What we think of as stupidity comes in many forms, and one that we can actually do something with for ourselves is the stupidity that comes from lack of receptivity.
Again, it may be helpful to see this through the three centers.
When there is a lack of receptivity, our view closes down. We cling to one view, are unable to see the validity in its reversals or other views that seem to oppose our initial one. Since they all hold some validity and practical value, we limit ourselves seriously and become stupid and act stupidly in that sense.
And since we see ourselves as right and others as wrong, it tends to close our heart and bring up fear. What if I don’t get what I want? What will they do that don’t agree with me?

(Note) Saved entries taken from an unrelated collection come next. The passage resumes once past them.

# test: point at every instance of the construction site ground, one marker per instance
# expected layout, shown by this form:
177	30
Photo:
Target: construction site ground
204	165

Our heart closes down as well, or is at least ambivalent, on guard, looking for signs to close down. We experience separation. We are not motivated to seek to understand the other. It is all to easy to dehumanize the other. (Whether it is ourselves, our spouse, a colleague, a political opponent, or anyone else.) And we live from fear.
And in all of this, we miss out of the wider reality of the situation and become stupid.

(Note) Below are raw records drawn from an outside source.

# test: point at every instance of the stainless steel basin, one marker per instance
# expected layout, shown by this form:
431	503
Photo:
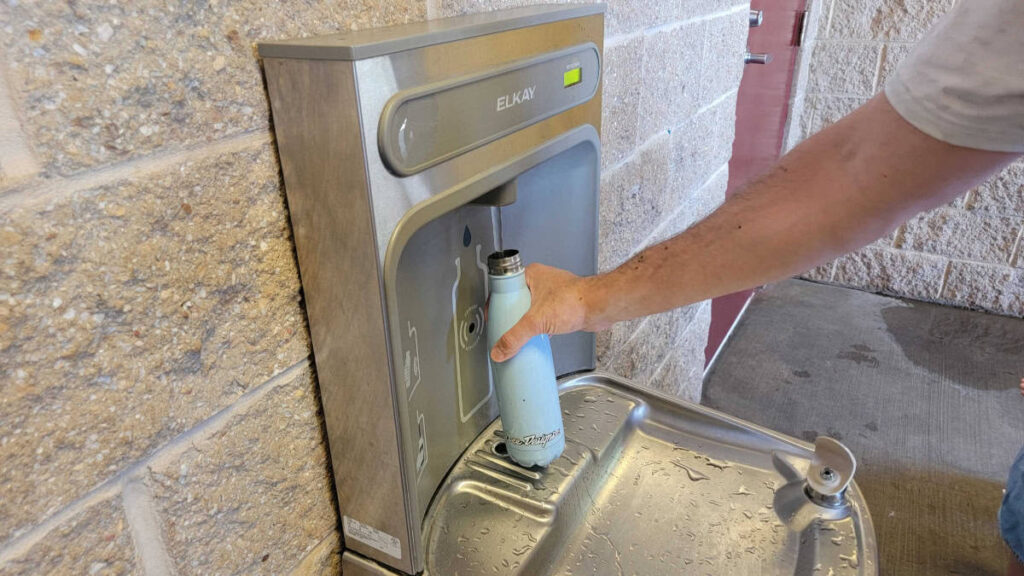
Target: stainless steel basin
647	485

We all too easily get caught up in reactive emotions, and blinded by them sometimes. This too closes down the heart and view, making it difficult to see ourselves in and understand the other. Blindly acting from reactive emotions is obviously stupid, as it is easy to see after it happens.
So we make ourselves stupid by closing down through a lack of receptivity, resisting experience, identifying with stories, and much more.
The good news is that we can also make ourselves smart by doing the opposite. By fully allowing experience, inquire into beliefs, finding that stable earthy nurturing fullness that provides a buffer against being swept up in reactive emotions.